I managed to figure these access details out relatively easily (~2 hours), without actually doing Bluetooth sniffing. If someone has a Bluetooth sniffing environment easily available, then it would be useful to gather potentially remaining additional commands sent by the XAVAX II app. Or simply infer some additional details by modifying device state via XAVAX II app, and then reconnecting via gatttool and reading out the (now changed) NOTIFY values.

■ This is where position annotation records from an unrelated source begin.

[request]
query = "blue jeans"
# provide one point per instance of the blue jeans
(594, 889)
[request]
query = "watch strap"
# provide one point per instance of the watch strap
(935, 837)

I'm currently working on a FHEM module, taking 74_XiaomiFlowerSens.pm as a reference. I will thus possibly use gattool interfacing (or perhaps interfacing to MQTT, but this would require an extra MQTT provider component), and Color.pm (FHEM's color picker wheel).

Legal disclaimer: no warranties - "if it breaks, then you get to keep both pieces." etc.pp.